The January 2010 tree-sit shut down blasting on the Bee Tree Strip Mine in close proximity to the Brushy Fork Sludge Impoundment. The Brushy Fork Impoundment is the tallest earthen dam in the Western Hemisphere, and sits upstream of several towns in the Coal River Valley.
History of the Brushy Fork Impoundment
- The permit for the Brushy Fork Sludge Impoundment was granted in 1995. Several public meetings with the West Virginia DEP took place in 1999 and 2000 due to community concerns about the size of the dam, its structural integrity, and the evacuation plan in case of failure.
- Despite these concerns, Massey Energy, under subsidiary company Marfork Coal, built the impoundment and has been granted numerous incidental boundary revisions to increase the size of the dam from the original 5 to 9.8 billion gallons.
- As of December 2010, at least 5.5 billion gallons of sludge are currently impounded. Brushy Fork, the tallest dam in the Western Hemisphere, sits upstream of several towns in the Coal River Valley.
The Brushy Fork is Not Structurally Sound
- Brushy Fork was built above abandoned underground mines and natural gas lines.
- In 1999 the Ohio Environmental Coalition (OVEC) hired hydrologist Rick Eades to investigate Brushy Fork. He found that there was less than 200 feet separating the abandoned Eagle coal seam and the dam as well as the fact that 9 pillars supporting the roof of the mine had a safety factor of less than 1.5 (a safety factor of 1 suggests the pillar will fail). He reported that it was “highly unlikely that these pillars were designed to not only support the overburden but also over 400 feet of compacted coal waste, or several hundred feet of high density coal slurry.”
Sludge Impoundments Have Breached Before . . .
- On February 26, 1972, the Buffalo Creek impoundment breached, killing 118 people and leaving 4,000 homeless.
- The Martin County Sludge Disaster occurred in Kentucky in 2001. Massey Energy was also the owner of that impoundment under the subsidiary company of Martin County Coal. The impoundment broke out into the abandoned mines and flooded the community below it with toxic sludge, polluting over 70 miles of streams and rivers.
What is Coal Slurry?
- Slurry is the wastewater from washing coal. It contains concentrations of heavy metals as well as chemicals used to wash the coal such as flocculants and surfactants. Metals in slurry include mercury, lead, arsenic, and chromium. One compound found in flocculants has been known to cause cancer and birth defects.
- To learn more about slurry and the fight for clean water visit the Sludge Safety Project website.
Strip Mining Near the Brushy Fork Impoundment
- Marfork Coal is currently mining less than 2000 feet from the dam on the Bee Tree Surface Mine. Marfork has been issued numerous safety violations by the DEP and cited several times for leakage on account of Brushy.
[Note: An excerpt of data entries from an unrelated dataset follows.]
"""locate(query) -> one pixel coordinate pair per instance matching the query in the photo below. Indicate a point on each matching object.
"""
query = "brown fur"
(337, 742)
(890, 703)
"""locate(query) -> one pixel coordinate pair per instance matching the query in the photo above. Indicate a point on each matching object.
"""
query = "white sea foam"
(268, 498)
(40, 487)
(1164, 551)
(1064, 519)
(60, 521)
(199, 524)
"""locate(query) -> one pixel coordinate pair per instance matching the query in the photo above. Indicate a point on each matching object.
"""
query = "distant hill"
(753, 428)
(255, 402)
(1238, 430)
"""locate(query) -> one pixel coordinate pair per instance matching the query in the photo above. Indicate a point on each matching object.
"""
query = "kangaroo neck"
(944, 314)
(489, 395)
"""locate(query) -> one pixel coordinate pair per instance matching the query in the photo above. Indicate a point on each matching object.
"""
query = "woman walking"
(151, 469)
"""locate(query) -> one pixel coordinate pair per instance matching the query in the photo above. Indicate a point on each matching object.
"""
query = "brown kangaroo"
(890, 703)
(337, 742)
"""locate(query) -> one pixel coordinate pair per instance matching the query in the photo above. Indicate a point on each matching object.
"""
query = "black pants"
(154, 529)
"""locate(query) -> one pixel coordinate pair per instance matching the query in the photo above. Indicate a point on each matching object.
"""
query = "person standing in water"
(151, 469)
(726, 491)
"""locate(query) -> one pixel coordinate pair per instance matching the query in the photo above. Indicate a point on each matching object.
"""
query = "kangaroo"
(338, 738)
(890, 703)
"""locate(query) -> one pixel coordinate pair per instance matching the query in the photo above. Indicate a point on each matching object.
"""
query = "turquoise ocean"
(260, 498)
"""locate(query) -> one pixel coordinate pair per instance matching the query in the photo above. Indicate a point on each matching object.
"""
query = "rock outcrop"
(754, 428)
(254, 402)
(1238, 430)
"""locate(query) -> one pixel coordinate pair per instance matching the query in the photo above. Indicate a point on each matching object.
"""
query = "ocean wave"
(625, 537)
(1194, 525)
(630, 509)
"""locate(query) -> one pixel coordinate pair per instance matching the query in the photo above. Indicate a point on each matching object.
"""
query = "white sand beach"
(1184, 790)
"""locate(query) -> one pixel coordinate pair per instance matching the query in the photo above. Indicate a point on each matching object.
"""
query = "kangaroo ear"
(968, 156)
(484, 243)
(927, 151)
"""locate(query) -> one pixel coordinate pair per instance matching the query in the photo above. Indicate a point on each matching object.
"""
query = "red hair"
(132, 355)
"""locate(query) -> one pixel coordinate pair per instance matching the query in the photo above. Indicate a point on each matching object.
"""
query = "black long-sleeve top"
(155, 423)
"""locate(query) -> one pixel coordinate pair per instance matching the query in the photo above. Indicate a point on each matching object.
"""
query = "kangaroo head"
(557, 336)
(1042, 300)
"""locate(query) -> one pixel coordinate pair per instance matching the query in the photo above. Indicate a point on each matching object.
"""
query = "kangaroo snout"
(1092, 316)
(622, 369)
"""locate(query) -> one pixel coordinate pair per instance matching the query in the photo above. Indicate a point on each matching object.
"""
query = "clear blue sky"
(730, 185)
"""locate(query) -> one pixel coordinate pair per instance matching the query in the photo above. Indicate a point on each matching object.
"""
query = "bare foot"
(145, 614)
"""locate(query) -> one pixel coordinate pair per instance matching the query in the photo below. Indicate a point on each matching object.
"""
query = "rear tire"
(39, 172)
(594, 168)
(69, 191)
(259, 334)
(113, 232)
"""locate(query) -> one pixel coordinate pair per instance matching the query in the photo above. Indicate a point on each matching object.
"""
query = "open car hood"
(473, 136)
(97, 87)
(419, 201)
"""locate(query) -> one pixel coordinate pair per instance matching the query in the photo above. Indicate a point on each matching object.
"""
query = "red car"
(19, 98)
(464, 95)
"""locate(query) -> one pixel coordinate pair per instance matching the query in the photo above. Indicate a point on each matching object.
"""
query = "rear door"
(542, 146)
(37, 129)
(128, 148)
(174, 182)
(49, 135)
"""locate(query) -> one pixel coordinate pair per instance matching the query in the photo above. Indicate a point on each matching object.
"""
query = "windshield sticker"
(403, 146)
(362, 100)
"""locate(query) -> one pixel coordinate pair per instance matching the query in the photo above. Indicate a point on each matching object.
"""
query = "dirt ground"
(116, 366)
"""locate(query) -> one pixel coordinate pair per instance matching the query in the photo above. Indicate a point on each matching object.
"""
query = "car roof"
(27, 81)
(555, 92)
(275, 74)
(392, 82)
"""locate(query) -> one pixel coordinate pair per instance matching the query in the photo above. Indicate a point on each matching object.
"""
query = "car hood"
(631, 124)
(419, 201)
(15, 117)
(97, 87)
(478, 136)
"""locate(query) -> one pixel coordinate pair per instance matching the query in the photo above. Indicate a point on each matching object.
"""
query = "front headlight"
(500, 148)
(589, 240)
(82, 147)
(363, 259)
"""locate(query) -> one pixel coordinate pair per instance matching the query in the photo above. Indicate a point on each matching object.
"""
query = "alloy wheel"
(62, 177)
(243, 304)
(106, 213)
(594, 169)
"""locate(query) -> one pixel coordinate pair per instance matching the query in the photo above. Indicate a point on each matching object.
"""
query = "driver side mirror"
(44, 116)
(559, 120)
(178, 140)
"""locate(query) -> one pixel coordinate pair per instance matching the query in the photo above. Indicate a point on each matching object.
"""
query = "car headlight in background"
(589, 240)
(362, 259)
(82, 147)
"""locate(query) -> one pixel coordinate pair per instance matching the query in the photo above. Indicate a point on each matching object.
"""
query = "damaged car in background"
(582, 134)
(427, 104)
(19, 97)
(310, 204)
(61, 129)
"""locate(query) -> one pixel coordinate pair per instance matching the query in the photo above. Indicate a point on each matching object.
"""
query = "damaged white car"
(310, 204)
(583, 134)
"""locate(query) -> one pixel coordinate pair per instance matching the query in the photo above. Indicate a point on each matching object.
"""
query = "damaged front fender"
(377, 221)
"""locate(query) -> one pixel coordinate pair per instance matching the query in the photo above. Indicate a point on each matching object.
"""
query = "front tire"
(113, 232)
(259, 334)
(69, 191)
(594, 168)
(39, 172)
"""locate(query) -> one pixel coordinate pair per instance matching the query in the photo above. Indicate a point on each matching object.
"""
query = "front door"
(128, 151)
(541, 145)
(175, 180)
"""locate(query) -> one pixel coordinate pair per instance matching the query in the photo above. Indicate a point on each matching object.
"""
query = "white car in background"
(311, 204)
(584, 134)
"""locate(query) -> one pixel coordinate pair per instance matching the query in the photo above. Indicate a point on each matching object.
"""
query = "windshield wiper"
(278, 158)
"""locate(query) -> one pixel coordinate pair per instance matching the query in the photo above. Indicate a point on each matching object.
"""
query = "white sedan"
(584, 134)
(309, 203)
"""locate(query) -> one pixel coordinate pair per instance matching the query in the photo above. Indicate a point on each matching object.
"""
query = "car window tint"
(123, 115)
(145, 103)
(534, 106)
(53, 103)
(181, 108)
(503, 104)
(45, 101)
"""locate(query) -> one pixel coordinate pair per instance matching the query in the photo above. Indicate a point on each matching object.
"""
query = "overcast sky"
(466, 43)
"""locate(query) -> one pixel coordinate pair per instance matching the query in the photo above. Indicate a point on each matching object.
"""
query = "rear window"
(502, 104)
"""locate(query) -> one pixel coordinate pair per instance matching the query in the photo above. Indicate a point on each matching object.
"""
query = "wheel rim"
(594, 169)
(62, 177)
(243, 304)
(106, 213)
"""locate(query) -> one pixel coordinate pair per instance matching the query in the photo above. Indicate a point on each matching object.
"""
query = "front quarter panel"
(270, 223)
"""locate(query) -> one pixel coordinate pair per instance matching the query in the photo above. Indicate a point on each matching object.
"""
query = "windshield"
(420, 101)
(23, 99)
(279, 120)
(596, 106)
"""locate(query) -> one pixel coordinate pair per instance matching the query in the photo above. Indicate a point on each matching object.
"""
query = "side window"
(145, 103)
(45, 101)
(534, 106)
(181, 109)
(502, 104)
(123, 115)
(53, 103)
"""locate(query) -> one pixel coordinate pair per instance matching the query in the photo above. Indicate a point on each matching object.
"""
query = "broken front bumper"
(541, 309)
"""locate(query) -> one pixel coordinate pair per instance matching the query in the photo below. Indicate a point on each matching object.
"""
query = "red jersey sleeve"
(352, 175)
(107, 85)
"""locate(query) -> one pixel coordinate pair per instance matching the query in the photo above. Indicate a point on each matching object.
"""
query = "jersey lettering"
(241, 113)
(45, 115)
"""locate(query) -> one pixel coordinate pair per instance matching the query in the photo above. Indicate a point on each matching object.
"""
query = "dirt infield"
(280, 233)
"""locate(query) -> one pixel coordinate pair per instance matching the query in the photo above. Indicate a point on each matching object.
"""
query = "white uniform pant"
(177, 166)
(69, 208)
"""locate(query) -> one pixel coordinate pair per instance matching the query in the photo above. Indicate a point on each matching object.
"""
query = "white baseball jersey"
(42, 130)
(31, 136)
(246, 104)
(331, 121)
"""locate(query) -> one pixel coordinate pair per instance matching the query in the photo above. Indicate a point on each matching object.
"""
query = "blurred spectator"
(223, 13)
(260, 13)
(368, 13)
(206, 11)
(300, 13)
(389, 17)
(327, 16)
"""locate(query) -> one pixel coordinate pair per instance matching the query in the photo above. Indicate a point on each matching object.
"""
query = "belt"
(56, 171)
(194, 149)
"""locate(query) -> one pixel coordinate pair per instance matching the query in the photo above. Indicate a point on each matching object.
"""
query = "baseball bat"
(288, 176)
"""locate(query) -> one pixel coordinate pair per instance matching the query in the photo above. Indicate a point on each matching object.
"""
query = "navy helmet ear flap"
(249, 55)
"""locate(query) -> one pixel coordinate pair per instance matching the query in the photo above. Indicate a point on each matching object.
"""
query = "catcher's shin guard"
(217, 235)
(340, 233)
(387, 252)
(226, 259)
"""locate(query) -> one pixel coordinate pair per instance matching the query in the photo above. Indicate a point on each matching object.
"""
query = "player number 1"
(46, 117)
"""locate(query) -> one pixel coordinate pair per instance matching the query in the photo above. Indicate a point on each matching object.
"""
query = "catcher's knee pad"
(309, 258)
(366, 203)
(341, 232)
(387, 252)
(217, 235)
- On February 5, 2010 – just over a week after the conclusion of the tree-sit – the DEP issued a notice of violation to Marfork for failure of an upstream expansion of the Brushy Fork Impoundment to meet the engineering safety factor of 1.5 required for coal dams.
- Additional information about the Brushy Fork Impoundment is available here.
Despite the questionable structure of the dam, Marfork has continued to blast on the Bee Tree site without regard for those communities that would be flooded and destroyed if the dam at Brushy Fork were to fail.